Accanto all’entrata c’era un cestino della spazzatura, quindi mi avvicinai e ci gettai la busta, poi ritornai alla macchina. Mi sedetti all’interno, ma pensai che forse sarebbe parso troppo strano, come se mi aspettassi che lei salisse, e non era così. Allora scesi e mi misi accanto all’auto, solo che parevo uno stupido, perciò cercai di appoggiarmi al cofano. E allora sembrava che stessi tentando di imitare James Dean o roba del genere, per quanto uno possa assomigliare a James Dean accanto a una station wagon.
Quindi decisi di tornare verso l’edificio. Mi appoggiai al portacarrelli, nell’ombra, e aspettai. Mentre ero lì cercai di sorridere ai clienti che passavano – credevo che la gente fosse amichevole nelle cittadine di provincia – ma non ricambiò quasi nessuno. La maggior parte di loro mi lanciò un’occhiata fredda e obliqua. Perciò estrassi il cellulare per tenere qualcosa in mano che mi impedisse di innervosirmi troppo.
“Mi ha chiesto di uscire insieme” cercai di ricordare a me stesso. “Come amici” aggiunsi in silenzio. “Solo amici.”
L’ultimo messaggio di Cole risaliva a due giorni prima e diceva: Indovina?
Era arrivato dopo la mia caduta in strada e non mi ero sentito in vena di indovinare, quindi lo avevo ignorato. Ultimamente lo trascuravo un po’ troppo, mi ci erano voluti un paio di giorni per riprendermi, ma ora mi sentivo meglio.
Cosa? scrissi, poi lo cancellai.
Ehi, Cole. Cancellai ancora. Ehi. Come va?
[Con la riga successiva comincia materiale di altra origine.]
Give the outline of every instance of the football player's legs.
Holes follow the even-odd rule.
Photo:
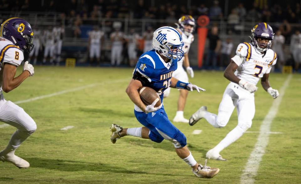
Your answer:
[[[235,96],[232,89],[226,88],[223,99],[219,104],[218,115],[206,112],[204,117],[215,128],[221,128],[226,126],[234,110]]]
[[[14,152],[37,128],[35,122],[23,109],[9,101],[5,102],[0,111],[0,120],[18,129],[3,151],[6,154]]]

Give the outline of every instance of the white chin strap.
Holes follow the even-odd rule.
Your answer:
[[[15,38],[13,38],[13,37],[12,36],[11,36],[10,37],[12,38],[12,39],[13,39],[13,42],[15,44],[17,44],[17,42],[16,41],[16,40],[15,39]]]

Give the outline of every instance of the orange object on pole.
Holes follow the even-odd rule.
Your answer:
[[[198,24],[201,27],[198,28],[198,61],[199,68],[203,64],[204,50],[206,42],[208,29],[205,27],[209,23],[209,18],[206,15],[201,15],[198,18]]]

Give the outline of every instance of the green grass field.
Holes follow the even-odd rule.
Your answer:
[[[18,72],[21,71],[19,69]],[[208,165],[220,169],[210,179],[195,177],[177,156],[173,145],[128,136],[112,144],[112,123],[124,127],[141,126],[134,115],[134,105],[125,93],[131,69],[39,67],[34,77],[4,94],[13,102],[53,94],[62,94],[18,104],[34,120],[36,132],[21,146],[16,155],[31,166],[19,169],[0,163],[0,183],[237,183],[257,142],[258,133],[246,133],[221,152],[225,161],[209,160]],[[272,74],[270,82],[279,89],[288,74]],[[206,89],[190,93],[184,112],[189,118],[202,105],[217,113],[229,81],[221,72],[195,71],[190,82]],[[92,84],[88,86],[89,84]],[[259,84],[255,94],[256,113],[250,131],[259,131],[273,100]],[[82,87],[82,89],[77,88]],[[271,125],[265,153],[255,183],[301,183],[301,75],[294,74]],[[164,105],[170,119],[177,110],[179,93],[172,89]],[[0,123],[0,125],[4,123]],[[174,124],[186,135],[195,159],[203,164],[207,151],[237,124],[235,110],[227,126],[215,129],[202,120],[193,126]],[[67,126],[74,127],[67,130]],[[201,130],[197,135],[192,132]],[[15,130],[0,128],[0,150]]]

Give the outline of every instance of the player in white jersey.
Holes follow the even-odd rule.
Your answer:
[[[301,63],[301,34],[298,29],[292,36],[290,49],[295,61],[295,70],[297,71]]]
[[[121,27],[121,25],[120,27],[115,26],[115,31],[111,33],[110,36],[112,43],[111,50],[111,64],[112,66],[115,65],[115,61],[116,66],[120,65],[121,62],[124,36],[123,33],[120,31]]]
[[[11,163],[19,168],[29,166],[28,162],[15,155],[21,144],[35,131],[37,125],[23,109],[4,99],[2,91],[8,93],[25,79],[34,75],[32,65],[25,62],[23,72],[15,77],[17,68],[24,59],[21,49],[30,53],[34,33],[30,25],[22,18],[14,18],[5,21],[0,31],[0,121],[18,129],[6,147],[0,151],[0,161]]]
[[[184,56],[178,62],[178,68],[172,73],[172,77],[185,82],[188,83],[188,76],[183,68],[183,65],[186,69],[186,70],[192,78],[194,75],[193,70],[190,67],[189,59],[188,58],[188,52],[190,47],[190,44],[193,41],[194,37],[192,34],[195,27],[195,21],[194,19],[191,15],[184,15],[179,19],[178,23],[176,24],[179,27],[178,30],[182,35],[184,46],[183,50],[184,52]],[[169,95],[171,88],[168,88],[164,93],[164,97],[166,97]],[[176,116],[173,118],[174,122],[182,122],[188,123],[189,120],[184,116],[184,108],[186,103],[186,100],[188,95],[188,91],[187,90],[180,89],[180,95],[178,100],[177,110]]]
[[[231,58],[225,70],[224,76],[231,82],[224,93],[218,115],[208,112],[207,107],[203,106],[189,119],[190,125],[204,118],[214,127],[222,128],[227,125],[236,107],[237,125],[207,152],[208,158],[225,160],[219,152],[251,127],[255,114],[254,92],[257,90],[256,84],[261,78],[261,84],[266,91],[274,99],[279,95],[278,90],[273,89],[269,82],[271,68],[277,60],[276,53],[270,49],[274,37],[273,30],[268,24],[261,23],[251,31],[251,43],[245,42],[238,45],[236,55]]]
[[[143,37],[144,39],[144,47],[143,53],[153,49],[153,34],[152,28],[150,26],[148,26],[146,30],[143,33]]]
[[[50,29],[45,30],[44,32],[43,44],[44,45],[44,58],[43,64],[46,62],[46,59],[48,56],[50,58],[49,61],[53,63],[54,59],[54,35],[52,30]]]
[[[128,55],[129,61],[129,65],[135,66],[137,63],[137,45],[139,35],[135,33],[134,29],[131,29],[128,35],[125,37],[128,43]]]
[[[278,30],[276,32],[276,34],[273,39],[272,49],[277,53],[278,64],[280,66],[284,64],[283,62],[285,59],[283,51],[285,41],[285,37],[281,35],[281,31]]]
[[[62,52],[62,45],[63,44],[63,38],[65,32],[65,29],[62,26],[55,27],[53,29],[54,35],[54,57],[57,65],[60,64],[61,62],[61,54]]]
[[[94,29],[88,33],[89,34],[89,50],[90,58],[90,63],[96,57],[97,64],[100,63],[100,54],[101,48],[101,40],[104,34],[103,32],[99,30],[98,27],[94,27]]]
[[[34,45],[32,51],[29,53],[29,57],[30,59],[29,61],[30,63],[32,63],[33,60],[34,64],[37,64],[37,58],[39,55],[39,52],[40,50],[40,46],[41,45],[41,31],[37,29],[34,30],[34,39],[33,42],[33,43]]]

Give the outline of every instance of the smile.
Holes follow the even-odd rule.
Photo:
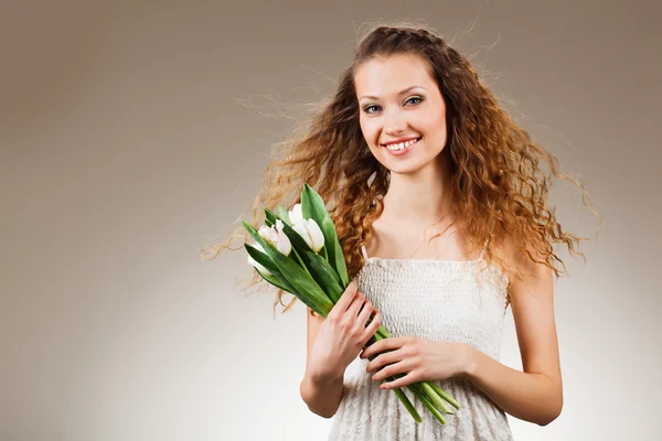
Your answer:
[[[386,148],[389,152],[394,154],[404,154],[405,152],[412,150],[412,146],[416,144],[420,140],[420,137],[409,139],[404,142],[394,142],[382,144],[382,147]]]

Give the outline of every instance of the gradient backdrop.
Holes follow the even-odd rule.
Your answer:
[[[511,419],[515,438],[661,439],[658,4],[8,3],[1,440],[325,439],[299,397],[302,305],[275,318],[271,293],[235,286],[244,252],[197,252],[241,225],[290,105],[331,94],[355,29],[380,19],[457,36],[605,219],[556,283],[563,413]],[[577,191],[552,198],[595,238]],[[502,362],[521,368],[506,323]]]

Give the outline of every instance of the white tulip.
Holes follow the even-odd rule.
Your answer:
[[[276,220],[276,225],[270,228],[266,225],[263,225],[257,230],[257,234],[269,244],[274,245],[278,251],[281,254],[289,256],[292,250],[292,245],[290,244],[289,238],[282,232],[282,220]]]
[[[293,224],[292,229],[299,233],[303,240],[306,240],[306,244],[308,244],[314,252],[319,252],[324,246],[324,235],[314,219],[305,219]]]
[[[252,244],[252,245],[254,248],[258,249],[259,251],[265,252],[265,249],[261,247],[261,245],[259,245],[257,243]],[[250,255],[248,255],[248,263],[250,263],[252,266],[257,268],[263,275],[274,276],[274,275],[271,275],[271,272],[268,269],[263,267],[258,261],[256,261],[253,257],[250,257]]]
[[[291,224],[300,224],[303,222],[303,212],[301,211],[301,204],[297,204],[287,212]]]
[[[282,220],[276,220],[276,229],[277,229],[277,239],[276,239],[276,248],[286,256],[292,250],[292,244],[289,240],[289,237],[282,232]]]

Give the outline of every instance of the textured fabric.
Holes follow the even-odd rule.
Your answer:
[[[508,278],[477,260],[382,259],[367,257],[356,276],[359,290],[382,312],[392,336],[461,342],[499,359]],[[482,269],[482,271],[481,271]],[[512,440],[505,413],[463,378],[440,383],[460,404],[441,426],[403,388],[423,417],[416,423],[393,390],[380,388],[355,358],[345,370],[344,394],[329,441]]]

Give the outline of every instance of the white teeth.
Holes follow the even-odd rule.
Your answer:
[[[417,141],[418,141],[418,139],[410,139],[409,141],[399,142],[397,144],[387,144],[386,148],[391,151],[398,151],[398,150],[403,150],[403,149],[412,146],[413,143],[415,143]]]

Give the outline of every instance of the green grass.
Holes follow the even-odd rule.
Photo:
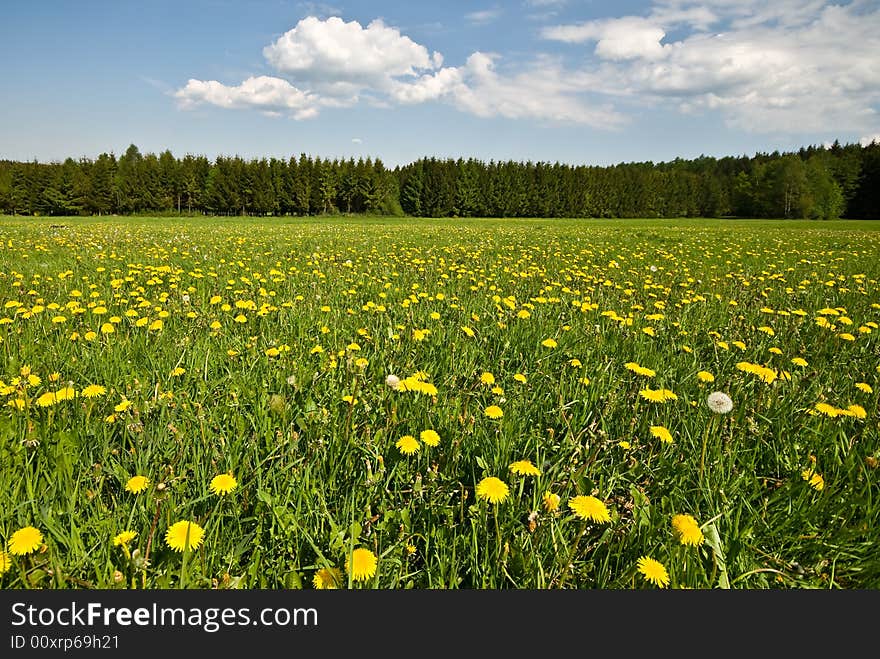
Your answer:
[[[876,588],[878,229],[0,218],[0,540],[43,535],[0,587],[311,588],[338,568],[345,587],[652,588],[636,569],[650,556],[671,587]],[[436,395],[385,384],[419,371]],[[107,391],[38,404],[68,382]],[[707,407],[715,390],[729,414]],[[395,447],[426,429],[438,446]],[[541,474],[511,473],[524,459]],[[208,486],[224,472],[238,486],[221,497]],[[497,505],[476,497],[487,476],[510,488]],[[610,522],[574,515],[578,495]],[[676,540],[675,514],[701,545]],[[205,529],[183,555],[165,542],[179,520]],[[344,567],[357,547],[379,558],[362,582]]]

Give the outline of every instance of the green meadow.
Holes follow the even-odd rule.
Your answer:
[[[880,587],[880,222],[0,218],[0,587]]]

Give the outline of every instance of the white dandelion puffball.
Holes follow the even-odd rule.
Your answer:
[[[713,391],[709,394],[709,397],[706,398],[706,405],[715,414],[727,414],[733,409],[733,401],[730,399],[730,396],[722,391]]]

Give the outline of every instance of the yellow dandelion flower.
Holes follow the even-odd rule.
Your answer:
[[[608,507],[594,496],[580,494],[568,501],[568,507],[574,511],[580,519],[602,524],[611,521]]]
[[[502,410],[497,405],[490,405],[485,410],[483,410],[483,414],[485,414],[490,419],[500,419],[504,416],[504,410]]]
[[[208,487],[214,494],[224,496],[238,487],[238,481],[231,473],[218,474],[211,479],[211,484]]]
[[[43,545],[43,534],[33,526],[25,526],[9,538],[9,553],[24,556],[37,551]]]
[[[82,395],[86,398],[96,398],[107,393],[107,389],[100,384],[90,384],[82,390]]]
[[[358,547],[351,552],[351,558],[345,559],[345,570],[351,573],[355,581],[366,581],[376,574],[379,559],[369,549]]]
[[[659,588],[666,588],[669,585],[669,573],[660,561],[649,556],[642,556],[636,562],[636,565],[639,572],[649,583]]]
[[[548,513],[552,513],[559,509],[560,497],[558,494],[554,494],[548,490],[547,492],[544,492],[541,501],[544,504],[544,510]]]
[[[812,469],[804,469],[801,472],[801,478],[807,481],[814,490],[822,491],[825,489],[825,479],[822,474],[817,474]]]
[[[510,493],[507,483],[495,476],[487,476],[477,483],[477,497],[485,499],[489,503],[501,503]]]
[[[318,590],[342,588],[342,570],[338,567],[322,567],[312,577],[312,585]]]
[[[113,546],[119,547],[122,545],[123,547],[127,547],[128,543],[134,540],[137,537],[137,531],[123,531],[115,536],[113,536]]]
[[[165,544],[177,552],[198,549],[205,537],[205,529],[188,520],[175,522],[165,532]]]
[[[126,482],[125,489],[132,494],[140,494],[147,489],[149,484],[150,479],[146,476],[132,476],[128,479],[128,482]]]
[[[704,540],[700,525],[691,515],[673,515],[672,532],[683,545],[696,547]]]
[[[664,426],[651,426],[651,435],[661,442],[672,443],[672,433]]]
[[[540,476],[541,470],[531,460],[517,460],[510,463],[510,471],[520,476]]]
[[[404,455],[412,455],[413,453],[417,453],[420,448],[419,440],[417,440],[412,435],[404,435],[403,437],[398,439],[394,445]]]

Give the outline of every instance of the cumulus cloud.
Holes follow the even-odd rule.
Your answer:
[[[436,101],[480,117],[603,128],[623,122],[607,102],[588,103],[585,87],[573,82],[582,76],[569,79],[558,63],[538,58],[523,71],[502,73],[497,55],[475,52],[462,66],[443,66],[439,52],[429,52],[378,19],[364,27],[338,17],[310,16],[267,45],[263,55],[281,77],[257,76],[239,85],[191,79],[174,96],[183,109],[211,104],[295,119],[361,101],[374,107]]]
[[[480,11],[467,13],[464,15],[464,18],[468,23],[485,25],[486,23],[491,23],[499,16],[501,16],[500,9],[482,9]]]
[[[673,29],[684,35],[664,41]],[[880,8],[866,2],[668,0],[647,16],[557,25],[542,36],[594,44],[582,72],[610,97],[718,111],[756,132],[877,123]]]
[[[296,119],[308,119],[318,112],[318,99],[286,80],[270,76],[248,78],[235,86],[190,79],[174,96],[184,109],[208,103],[228,109],[256,108],[269,116],[278,116],[284,110]]]

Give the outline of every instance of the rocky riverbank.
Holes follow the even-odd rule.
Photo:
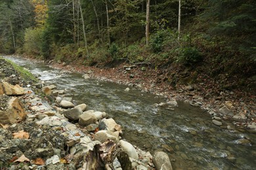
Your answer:
[[[55,86],[24,80],[0,61],[1,169],[172,169],[165,153],[123,139],[107,113],[75,106]]]
[[[240,90],[225,90],[218,84],[218,80],[199,75],[189,69],[170,73],[167,70],[153,69],[143,63],[133,65],[123,63],[108,69],[84,67],[75,63],[67,65],[53,61],[50,61],[49,63],[54,68],[83,74],[85,78],[97,78],[115,82],[165,97],[166,103],[175,99],[184,101],[207,111],[213,118],[213,124],[216,126],[256,133],[254,88],[251,93]],[[190,84],[191,78],[197,79],[198,83]],[[256,84],[255,77],[248,81],[249,86]],[[164,104],[160,103],[160,105]]]

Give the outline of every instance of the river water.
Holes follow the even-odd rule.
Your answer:
[[[105,111],[123,128],[123,138],[154,153],[169,154],[174,169],[256,169],[256,147],[240,144],[238,140],[256,135],[221,128],[200,108],[182,101],[174,109],[156,107],[161,97],[131,89],[114,82],[83,78],[76,73],[61,73],[47,65],[21,58],[8,58],[66,90],[77,104],[89,109]],[[232,124],[230,124],[232,126]]]

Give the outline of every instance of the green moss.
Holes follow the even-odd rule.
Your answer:
[[[37,82],[39,81],[38,79],[35,78],[28,69],[16,65],[9,60],[5,59],[5,60],[12,65],[13,68],[25,80],[32,80],[34,82]]]

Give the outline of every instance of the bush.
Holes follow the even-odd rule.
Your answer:
[[[24,53],[27,55],[40,56],[42,29],[41,28],[26,29],[24,48]]]
[[[181,62],[184,65],[191,65],[200,61],[202,58],[199,50],[196,47],[185,46],[181,48],[177,61]]]

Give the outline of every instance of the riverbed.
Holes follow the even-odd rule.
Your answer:
[[[62,72],[49,65],[9,58],[46,82],[64,90],[77,104],[105,111],[123,128],[123,138],[154,153],[169,154],[174,169],[253,169],[256,167],[255,134],[217,126],[207,112],[178,101],[178,107],[160,106],[162,96],[131,86],[82,75]],[[125,90],[129,88],[129,91]],[[241,144],[242,139],[249,144]]]

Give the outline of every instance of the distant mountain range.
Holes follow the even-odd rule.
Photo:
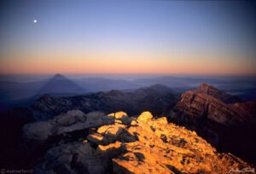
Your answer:
[[[160,77],[134,80],[110,79],[103,78],[87,78],[70,79],[61,74],[55,74],[49,80],[38,82],[0,81],[0,112],[13,107],[28,107],[43,94],[52,96],[71,96],[99,91],[118,90],[133,92],[156,84],[172,89],[182,94],[194,90],[200,84],[207,83],[243,101],[256,100],[256,80],[252,78],[185,78]]]
[[[60,79],[70,84],[68,80],[59,75],[54,79],[50,84]],[[73,84],[72,86],[78,85]],[[3,150],[1,153],[5,159],[9,155],[18,155],[26,159],[22,161],[25,165],[36,165],[42,162],[42,155],[50,148],[66,146],[67,143],[80,141],[94,131],[90,129],[92,127],[120,124],[119,121],[112,122],[113,120],[106,116],[108,113],[124,111],[133,118],[137,118],[142,112],[150,111],[155,118],[165,116],[169,123],[175,123],[196,131],[220,152],[231,152],[248,162],[256,164],[255,108],[256,102],[242,102],[239,97],[228,95],[207,84],[202,84],[197,89],[188,90],[181,96],[162,84],[132,91],[113,90],[74,96],[52,96],[44,94],[29,107],[13,108],[0,115],[1,139],[4,140],[0,149]],[[124,123],[131,119],[123,117],[119,119]],[[130,122],[127,125],[128,128],[132,124],[136,126],[137,122],[132,123],[131,119]],[[154,125],[153,122],[152,124]],[[143,128],[155,131],[150,126],[137,129]],[[184,128],[181,130],[185,131]],[[119,132],[119,130],[114,131]],[[166,143],[172,138],[162,137],[160,132],[165,131],[163,127],[154,133]],[[124,136],[127,135],[129,136],[129,134],[125,132]],[[137,132],[134,135],[137,135]],[[140,137],[139,140],[143,142],[143,136]],[[182,136],[180,138],[180,145],[185,146],[186,142],[183,142]],[[126,142],[126,140],[122,138],[119,141]],[[196,139],[195,142],[197,143]],[[177,142],[173,142],[172,147],[174,147],[175,143]],[[95,148],[98,147],[94,142],[90,144]],[[41,160],[38,157],[41,157]],[[5,162],[14,165],[13,160]],[[17,166],[20,166],[20,161],[16,162]]]

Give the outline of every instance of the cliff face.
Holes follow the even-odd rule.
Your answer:
[[[219,154],[195,131],[125,113],[108,114],[111,124],[91,127],[80,140],[49,148],[36,172],[51,173],[228,173],[250,168],[230,154]],[[99,117],[101,118],[101,117]]]
[[[248,156],[245,149],[255,149],[253,131],[256,123],[256,102],[236,102],[237,99],[206,84],[181,96],[181,100],[165,113],[171,122],[196,130],[212,145],[224,151],[236,151]],[[236,141],[240,141],[236,142]],[[242,153],[241,153],[242,152]],[[241,153],[241,154],[240,154]]]

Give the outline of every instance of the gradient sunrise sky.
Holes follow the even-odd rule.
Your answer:
[[[255,75],[255,19],[244,1],[1,1],[0,73]]]

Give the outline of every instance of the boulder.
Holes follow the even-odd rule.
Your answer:
[[[149,121],[153,118],[153,115],[149,112],[143,112],[140,116],[137,118],[137,121]]]

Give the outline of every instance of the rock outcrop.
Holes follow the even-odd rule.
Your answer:
[[[228,173],[251,168],[230,154],[219,154],[195,131],[155,119],[149,112],[129,122],[91,128],[81,141],[47,150],[38,173]],[[121,116],[121,118],[122,118]]]
[[[244,149],[251,149],[249,160],[253,162],[256,152],[248,144],[256,145],[253,141],[255,138],[256,102],[233,103],[237,101],[236,97],[203,84],[195,90],[183,93],[181,100],[174,107],[167,109],[165,115],[170,122],[196,130],[219,150],[231,151],[246,158],[250,155]]]

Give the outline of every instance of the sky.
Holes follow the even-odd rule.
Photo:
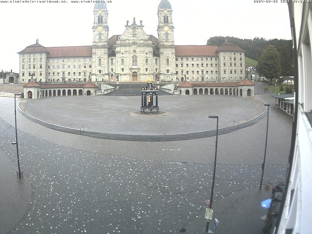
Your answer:
[[[36,43],[37,38],[45,47],[92,45],[94,1],[13,2],[18,0],[0,3],[0,71],[12,69],[19,73],[17,53]],[[137,24],[143,21],[147,34],[157,38],[160,1],[107,1],[111,2],[106,3],[109,37],[122,34],[126,21],[131,24],[135,17]],[[210,37],[217,36],[291,39],[287,4],[281,0],[169,1],[176,45],[204,45]]]

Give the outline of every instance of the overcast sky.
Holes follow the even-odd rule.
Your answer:
[[[19,72],[17,53],[35,44],[37,38],[46,47],[91,45],[95,3],[81,2],[0,3],[0,70]],[[126,21],[131,24],[135,17],[137,24],[143,21],[147,34],[158,37],[160,0],[111,2],[106,3],[109,37],[122,34]],[[265,0],[263,3],[254,0],[169,2],[176,45],[204,45],[216,36],[291,39],[287,4],[280,0],[277,3]]]

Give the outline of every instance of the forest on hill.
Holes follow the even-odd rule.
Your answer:
[[[214,37],[207,41],[207,45],[219,46],[227,39],[228,42],[237,45],[246,51],[245,56],[258,61],[262,52],[270,45],[274,46],[280,55],[282,75],[293,76],[293,56],[291,40],[273,39],[267,40],[262,37],[253,39],[241,39],[233,37]]]

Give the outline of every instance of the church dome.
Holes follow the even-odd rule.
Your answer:
[[[97,2],[94,5],[95,9],[106,9],[106,3],[105,2]]]
[[[158,6],[158,10],[159,9],[171,9],[171,6],[169,2],[167,0],[161,0],[160,3]]]

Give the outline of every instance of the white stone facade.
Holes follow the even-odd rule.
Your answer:
[[[175,46],[172,13],[169,2],[161,0],[158,38],[146,34],[143,22],[134,18],[123,33],[109,38],[106,5],[97,3],[92,45],[46,48],[37,40],[19,53],[18,82],[28,83],[32,76],[42,82],[142,81],[149,75],[167,81],[244,80],[244,51],[226,41],[219,46]]]

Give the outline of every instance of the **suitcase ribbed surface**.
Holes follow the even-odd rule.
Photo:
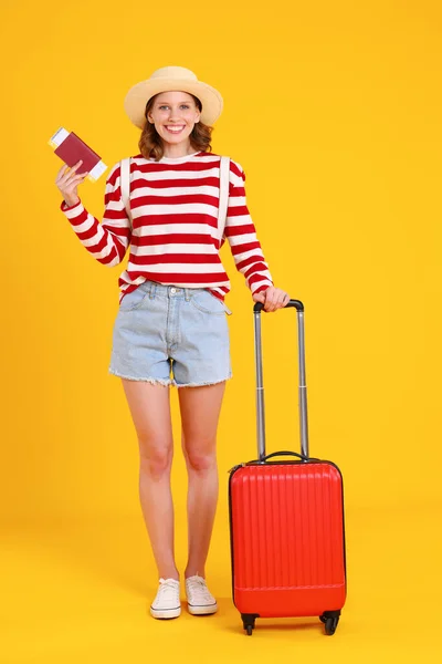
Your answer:
[[[244,466],[232,474],[230,500],[240,611],[314,615],[344,605],[343,484],[336,466]]]

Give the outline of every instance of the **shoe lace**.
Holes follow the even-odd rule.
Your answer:
[[[211,599],[211,594],[202,577],[192,577],[188,579],[188,588],[189,592],[191,592],[194,595],[194,600],[197,602],[201,600]]]
[[[158,588],[158,599],[172,600],[178,594],[178,585],[172,579],[160,579]]]

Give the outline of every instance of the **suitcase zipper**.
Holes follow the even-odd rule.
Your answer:
[[[236,466],[233,466],[233,468],[231,468],[230,470],[228,470],[228,473],[230,475],[234,470],[238,470],[238,468],[244,468],[244,466],[246,466],[246,464],[236,464]]]

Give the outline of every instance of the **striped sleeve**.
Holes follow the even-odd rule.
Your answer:
[[[224,235],[236,269],[244,274],[252,293],[259,293],[273,286],[273,280],[248,209],[244,181],[244,170],[238,163],[231,160]]]
[[[82,245],[98,262],[109,268],[122,262],[131,236],[130,221],[122,200],[119,172],[118,163],[107,177],[102,224],[83,207],[81,200],[71,207],[64,200],[61,204],[61,210]]]

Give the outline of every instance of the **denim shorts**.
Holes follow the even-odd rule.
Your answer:
[[[177,387],[227,381],[230,313],[206,289],[145,281],[119,304],[109,373]]]

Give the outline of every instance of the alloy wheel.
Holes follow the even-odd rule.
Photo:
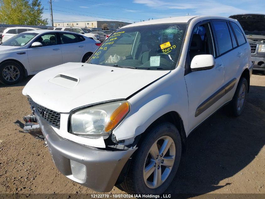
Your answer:
[[[7,66],[3,70],[3,77],[7,81],[13,82],[17,80],[19,77],[19,70],[16,66],[13,65]]]
[[[146,158],[144,180],[151,189],[159,187],[168,177],[174,165],[176,148],[173,139],[162,136],[155,142]]]
[[[245,84],[243,84],[240,87],[238,96],[237,97],[237,110],[240,111],[244,104],[245,101],[245,96],[246,95],[246,86]]]

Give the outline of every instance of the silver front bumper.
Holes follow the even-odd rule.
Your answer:
[[[72,180],[97,191],[111,190],[125,163],[136,149],[111,151],[79,144],[59,136],[44,120],[36,117],[59,171]],[[73,162],[77,168],[72,167]],[[81,175],[84,176],[83,180],[75,177],[77,176],[75,175],[77,171],[83,172]]]

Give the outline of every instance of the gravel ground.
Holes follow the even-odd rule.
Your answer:
[[[43,141],[19,132],[15,123],[30,112],[22,91],[31,78],[0,85],[0,193],[95,193],[60,174]],[[254,73],[250,84],[241,116],[229,116],[224,107],[189,136],[167,192],[265,193],[265,76]],[[124,193],[115,187],[111,192]]]

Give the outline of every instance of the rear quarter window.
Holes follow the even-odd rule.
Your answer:
[[[28,31],[28,29],[18,29],[18,34],[19,34],[20,33],[22,32],[26,32]]]
[[[221,54],[233,48],[230,33],[225,21],[215,21],[213,22],[215,36],[218,44],[219,53]]]
[[[239,45],[241,45],[246,43],[246,40],[245,38],[244,34],[241,31],[241,30],[239,27],[233,22],[231,22],[231,25],[234,30],[234,31],[236,35],[237,42]]]
[[[10,30],[8,30],[8,31],[6,33],[8,33],[9,34],[16,34],[17,33],[16,32],[16,29],[11,29]]]

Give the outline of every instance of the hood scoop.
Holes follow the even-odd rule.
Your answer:
[[[67,88],[76,86],[80,81],[78,77],[64,73],[57,75],[49,80],[51,83]]]

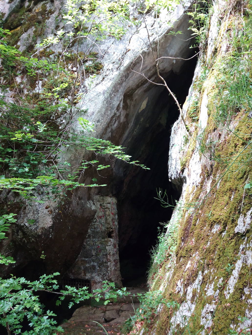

Stupido. Generico. Noioso. Cancella.
Ehi, mi dispiace.
Gli inviai quello. Osservai lo schermo per almeno un minuto pieno, ma non c’era nessun segnale a indicarmi che avrebbe risposto a breve.
Stavo ancora fissando il telefono, quando un’ombra mi comparve davanti. Sollevai lo sguardo e vidi Maia, non so se fosse per via della luce o dell’ombra o altro, ma ebbi qualche problema a rammentare che era solo un’uscita tra amici.
«Okay» disse mentre eravamo fermi al lato del parcheggio a guardare le auto. «Potrei accompagnarti nel tour ufficiale di questa metropoli in espansione, compreso il nostro meraviglioso Centro Storico di Carson, ma ci vorrebbe troppo tempo.»
Aspettai prima di parlare, in caso dovesse aggiungere altro.
«O magari preferisci un piano diverso» continuò. «Dipende da quanto tempo hai a disposizione.»
«Ne ho parecchio» la rassicurai.
«E io» allungò la mano e aprì la borsa per mostrami il contenuto «ho la macchina fotografica, quindi mi chiedevo se ti andasse di tornare a New Pines.»
Estrassi le chiavi dalla tasca e le feci tintinnare. «Andiamo.»
Lungo il tragitto rimase in completo silenzio. Continuavo a sentire il suo sguardo su di me. Ogni volta che mi giravo per guardarla, lei distoglieva gli occhi o fingeva di fissare qualcosa fuori dal finestrino.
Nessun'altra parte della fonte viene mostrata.